KKey Concepts to Remember

  • Read the scenario before looking for a memorised answer.
  • Find the constraint that changes the correct option.
  • Eliminate answers that are true in general but not in this case.

TExam Day Tips

  • Watch for words such as best, first, most likely and least administrative effort.
  • Review why wrong options are wrong, not only why the correct option is correct.

Key takeaway

Answer the scenario, not the keyword: identify the specific constraint before choosing the most familiar-sounding option.

Real-world example

How this comes up in practice

A practitioner preparing for the DA0-001 exam encounters this exact type of scenario on the job. The correct answer here is not the most general option — it is the best answer for the specific constraint described. Answer the scenario, not the keyword: identify the specific constraint before choosing the most familiar-sounding option. Real exam questions reward reading the full scenario before eliminating options, because the constraint defines which answer fits.

What to study next

Got this wrong? Here's your next step.

Identify which exam domain this question belongs to, review the core concept, then practise similar questions from the same domain.
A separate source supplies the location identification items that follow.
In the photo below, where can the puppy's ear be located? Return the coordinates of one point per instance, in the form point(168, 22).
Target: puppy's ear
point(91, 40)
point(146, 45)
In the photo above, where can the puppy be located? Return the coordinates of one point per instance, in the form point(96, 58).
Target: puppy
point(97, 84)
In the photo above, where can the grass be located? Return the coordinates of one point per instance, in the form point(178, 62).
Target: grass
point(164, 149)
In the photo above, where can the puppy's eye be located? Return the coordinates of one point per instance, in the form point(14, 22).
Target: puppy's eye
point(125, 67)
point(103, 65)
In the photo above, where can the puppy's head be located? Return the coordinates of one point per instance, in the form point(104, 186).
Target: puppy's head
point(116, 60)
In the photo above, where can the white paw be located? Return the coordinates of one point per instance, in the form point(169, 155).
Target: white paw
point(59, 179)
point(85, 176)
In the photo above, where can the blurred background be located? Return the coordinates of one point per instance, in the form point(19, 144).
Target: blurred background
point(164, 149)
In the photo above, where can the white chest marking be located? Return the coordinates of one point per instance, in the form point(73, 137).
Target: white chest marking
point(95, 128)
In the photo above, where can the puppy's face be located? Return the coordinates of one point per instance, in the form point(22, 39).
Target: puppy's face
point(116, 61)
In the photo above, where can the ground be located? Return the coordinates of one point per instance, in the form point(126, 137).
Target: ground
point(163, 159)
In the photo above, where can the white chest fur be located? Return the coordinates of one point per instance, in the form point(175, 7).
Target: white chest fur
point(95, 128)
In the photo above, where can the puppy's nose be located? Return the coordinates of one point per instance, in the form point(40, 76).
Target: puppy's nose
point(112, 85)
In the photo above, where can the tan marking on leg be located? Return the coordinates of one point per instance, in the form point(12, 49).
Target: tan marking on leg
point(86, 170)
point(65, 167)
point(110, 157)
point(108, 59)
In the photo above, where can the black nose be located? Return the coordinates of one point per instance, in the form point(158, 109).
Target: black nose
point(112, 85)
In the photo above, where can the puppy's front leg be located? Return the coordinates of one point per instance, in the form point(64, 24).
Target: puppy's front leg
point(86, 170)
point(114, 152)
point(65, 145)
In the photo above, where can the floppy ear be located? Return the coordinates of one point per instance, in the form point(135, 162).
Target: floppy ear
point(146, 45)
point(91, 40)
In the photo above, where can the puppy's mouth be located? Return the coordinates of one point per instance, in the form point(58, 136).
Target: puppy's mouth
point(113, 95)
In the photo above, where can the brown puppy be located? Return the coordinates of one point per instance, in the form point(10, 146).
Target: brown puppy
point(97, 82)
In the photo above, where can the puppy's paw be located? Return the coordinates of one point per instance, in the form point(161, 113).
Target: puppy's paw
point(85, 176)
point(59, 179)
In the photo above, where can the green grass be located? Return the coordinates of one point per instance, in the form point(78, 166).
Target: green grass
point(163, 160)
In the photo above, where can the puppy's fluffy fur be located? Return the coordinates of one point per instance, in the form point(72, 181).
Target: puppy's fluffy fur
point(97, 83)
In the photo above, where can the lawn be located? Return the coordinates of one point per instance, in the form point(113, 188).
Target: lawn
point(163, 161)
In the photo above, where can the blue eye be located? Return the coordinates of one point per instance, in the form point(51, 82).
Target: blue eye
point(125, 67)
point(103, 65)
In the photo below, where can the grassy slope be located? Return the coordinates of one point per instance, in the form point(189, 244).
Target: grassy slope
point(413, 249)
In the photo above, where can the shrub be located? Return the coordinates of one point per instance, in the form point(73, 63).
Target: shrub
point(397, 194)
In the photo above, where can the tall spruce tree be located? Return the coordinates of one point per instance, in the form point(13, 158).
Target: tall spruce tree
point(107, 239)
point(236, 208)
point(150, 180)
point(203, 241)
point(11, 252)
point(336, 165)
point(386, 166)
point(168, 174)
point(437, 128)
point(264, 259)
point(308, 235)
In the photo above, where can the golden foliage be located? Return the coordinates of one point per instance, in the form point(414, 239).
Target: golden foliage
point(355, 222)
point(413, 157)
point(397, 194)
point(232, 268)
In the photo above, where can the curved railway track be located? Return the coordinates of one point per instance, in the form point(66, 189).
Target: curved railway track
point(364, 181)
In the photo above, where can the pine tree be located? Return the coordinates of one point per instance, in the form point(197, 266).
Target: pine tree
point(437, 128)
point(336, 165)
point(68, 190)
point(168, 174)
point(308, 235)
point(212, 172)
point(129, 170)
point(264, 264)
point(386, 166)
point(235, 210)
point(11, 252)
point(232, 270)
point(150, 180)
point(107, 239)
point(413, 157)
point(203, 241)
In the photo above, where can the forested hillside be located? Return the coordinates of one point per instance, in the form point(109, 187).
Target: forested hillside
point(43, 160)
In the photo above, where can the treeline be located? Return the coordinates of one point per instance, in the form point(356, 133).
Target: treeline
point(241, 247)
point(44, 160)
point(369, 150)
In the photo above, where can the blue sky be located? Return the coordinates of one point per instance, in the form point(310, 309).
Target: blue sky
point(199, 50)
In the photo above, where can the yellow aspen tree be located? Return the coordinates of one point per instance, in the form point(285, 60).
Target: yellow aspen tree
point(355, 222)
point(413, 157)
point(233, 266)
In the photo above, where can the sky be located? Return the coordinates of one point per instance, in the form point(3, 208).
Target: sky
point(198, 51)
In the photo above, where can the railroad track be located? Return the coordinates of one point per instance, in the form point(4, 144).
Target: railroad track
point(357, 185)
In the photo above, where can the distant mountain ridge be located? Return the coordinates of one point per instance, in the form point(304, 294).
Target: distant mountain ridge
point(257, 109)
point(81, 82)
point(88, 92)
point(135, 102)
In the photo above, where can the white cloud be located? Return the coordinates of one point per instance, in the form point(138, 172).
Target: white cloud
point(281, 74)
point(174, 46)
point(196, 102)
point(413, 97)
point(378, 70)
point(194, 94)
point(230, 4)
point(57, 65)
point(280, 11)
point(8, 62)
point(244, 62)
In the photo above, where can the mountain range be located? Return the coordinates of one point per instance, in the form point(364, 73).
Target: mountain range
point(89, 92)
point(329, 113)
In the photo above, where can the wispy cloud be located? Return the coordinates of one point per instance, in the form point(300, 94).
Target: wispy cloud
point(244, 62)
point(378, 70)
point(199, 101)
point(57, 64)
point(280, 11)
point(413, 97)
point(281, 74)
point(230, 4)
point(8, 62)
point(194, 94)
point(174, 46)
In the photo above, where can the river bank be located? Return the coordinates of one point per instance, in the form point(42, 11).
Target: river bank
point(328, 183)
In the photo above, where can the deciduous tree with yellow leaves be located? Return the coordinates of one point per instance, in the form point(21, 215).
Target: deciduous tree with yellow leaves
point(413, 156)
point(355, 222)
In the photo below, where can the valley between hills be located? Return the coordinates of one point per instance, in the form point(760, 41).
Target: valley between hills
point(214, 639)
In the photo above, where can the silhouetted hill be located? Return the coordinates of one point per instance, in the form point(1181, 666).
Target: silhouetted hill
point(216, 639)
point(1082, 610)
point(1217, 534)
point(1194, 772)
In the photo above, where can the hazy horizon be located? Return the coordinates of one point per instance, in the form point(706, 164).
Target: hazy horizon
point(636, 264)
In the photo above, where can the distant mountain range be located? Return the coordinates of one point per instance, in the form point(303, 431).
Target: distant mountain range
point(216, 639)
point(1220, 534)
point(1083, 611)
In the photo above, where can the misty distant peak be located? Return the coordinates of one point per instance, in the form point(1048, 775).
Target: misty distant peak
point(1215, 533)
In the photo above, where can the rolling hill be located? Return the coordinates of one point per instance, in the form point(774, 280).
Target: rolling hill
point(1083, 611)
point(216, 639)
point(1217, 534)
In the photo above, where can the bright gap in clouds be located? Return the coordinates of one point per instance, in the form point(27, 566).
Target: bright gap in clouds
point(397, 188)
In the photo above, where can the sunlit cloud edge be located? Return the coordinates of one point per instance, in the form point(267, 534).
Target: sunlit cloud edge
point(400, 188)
Related practice questions

Related DA0-001 practice-question pages

Use these pages to review the topic behind this question. This is how one missed question becomes focused revision.

Practice this exam

Start a free DA0-001 practice session

Short sessions build daily habit. Longer sessions build exam-day stamina. Try a timed session to simulate real conditions.

FAQ

Questions learners often ask

What does this DA0-001 question test?

Analyzing and Modeling Data — This question tests Analyzing and Modeling Data — Read the scenario before looking for a memorised answer..
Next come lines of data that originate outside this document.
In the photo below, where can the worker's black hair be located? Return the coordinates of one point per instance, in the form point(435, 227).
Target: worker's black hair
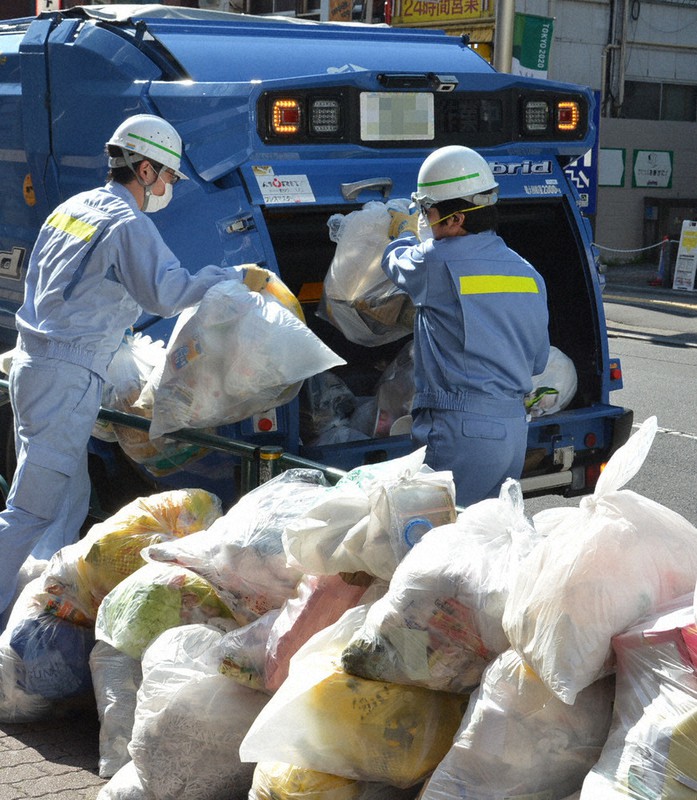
point(483, 219)
point(124, 175)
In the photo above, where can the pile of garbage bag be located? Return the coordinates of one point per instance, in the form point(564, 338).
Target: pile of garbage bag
point(370, 640)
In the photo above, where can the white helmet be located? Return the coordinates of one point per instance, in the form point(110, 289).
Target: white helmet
point(150, 137)
point(455, 172)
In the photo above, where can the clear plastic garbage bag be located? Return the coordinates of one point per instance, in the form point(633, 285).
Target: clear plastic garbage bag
point(242, 553)
point(367, 522)
point(190, 720)
point(517, 740)
point(128, 372)
point(115, 678)
point(326, 720)
point(554, 388)
point(598, 569)
point(358, 298)
point(235, 354)
point(439, 624)
point(651, 751)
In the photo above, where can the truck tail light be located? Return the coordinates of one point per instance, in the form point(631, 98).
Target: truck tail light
point(536, 116)
point(568, 115)
point(286, 117)
point(325, 116)
point(559, 116)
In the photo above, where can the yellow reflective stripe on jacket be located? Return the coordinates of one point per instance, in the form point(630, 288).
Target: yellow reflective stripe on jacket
point(75, 227)
point(498, 284)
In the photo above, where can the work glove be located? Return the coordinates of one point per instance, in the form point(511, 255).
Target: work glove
point(255, 277)
point(402, 222)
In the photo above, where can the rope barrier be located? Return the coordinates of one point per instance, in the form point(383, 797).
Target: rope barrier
point(636, 249)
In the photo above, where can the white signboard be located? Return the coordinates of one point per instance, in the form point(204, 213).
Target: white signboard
point(686, 261)
point(611, 166)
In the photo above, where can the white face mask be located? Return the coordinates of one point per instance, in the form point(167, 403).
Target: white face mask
point(153, 202)
point(424, 230)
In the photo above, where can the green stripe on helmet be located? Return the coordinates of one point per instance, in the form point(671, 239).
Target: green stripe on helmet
point(449, 180)
point(155, 144)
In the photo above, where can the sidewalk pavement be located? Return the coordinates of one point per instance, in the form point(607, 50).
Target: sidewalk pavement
point(52, 759)
point(644, 278)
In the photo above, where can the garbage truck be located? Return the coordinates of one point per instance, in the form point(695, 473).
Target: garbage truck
point(287, 123)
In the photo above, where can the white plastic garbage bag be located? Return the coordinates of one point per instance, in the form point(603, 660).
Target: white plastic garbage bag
point(323, 719)
point(235, 354)
point(242, 553)
point(154, 599)
point(554, 388)
point(190, 720)
point(651, 751)
point(358, 298)
point(367, 522)
point(517, 740)
point(599, 568)
point(439, 624)
point(129, 371)
point(116, 678)
point(124, 785)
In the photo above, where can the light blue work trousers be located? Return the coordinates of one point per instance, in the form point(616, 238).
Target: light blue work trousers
point(56, 404)
point(481, 451)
What is the correct answer to this question?

The correct answer is: The data is approximately normally distributed — Option C is correct because the two-sample t-test assumes that the data in each group are approximately normally distributed. This is a key parametric assumption; if the sample sizes are large (typically n > 30), the Central Limit Theorem can relax this requirement, but for smaller samples, normality must hold to ensure valid test statistics and p-values.

What should I do if I get this DA0-001 question wrong?

Identify which exam domain this question belongs to, review the core concept, then practise similar questions from the same domain.

What is the key concept behind this question?

Read the scenario before looking for a memorised answer.

About these practice questions

Courseiva creates original exam-style practice questions with explanations and wrong-answer analysis. It does not publish real exam questions, exam dumps, or protected exam content. Learn why practice questions differ from exam dumps →

How Courseiva writes practice questions · Editorial policy

Last reviewed: Jun 30, 2026

Question Discussion

Share a tip, memory trick, or ask about the reasoning behind this question. Do not post real exam questions, leaked content, braindumps, or copyrighted exam material. Comments are moderated and may be removed without notice.

Loading comments…

Sign in to join the discussion.

This DA0-001 practice question is part of Courseiva's free CompTIA certification practice question bank. Courseiva provides original exam-style practice questions with explanations, topic-based practice, mock exams, readiness tracking, and study analytics to help learners prepare for the DA0-001 exam.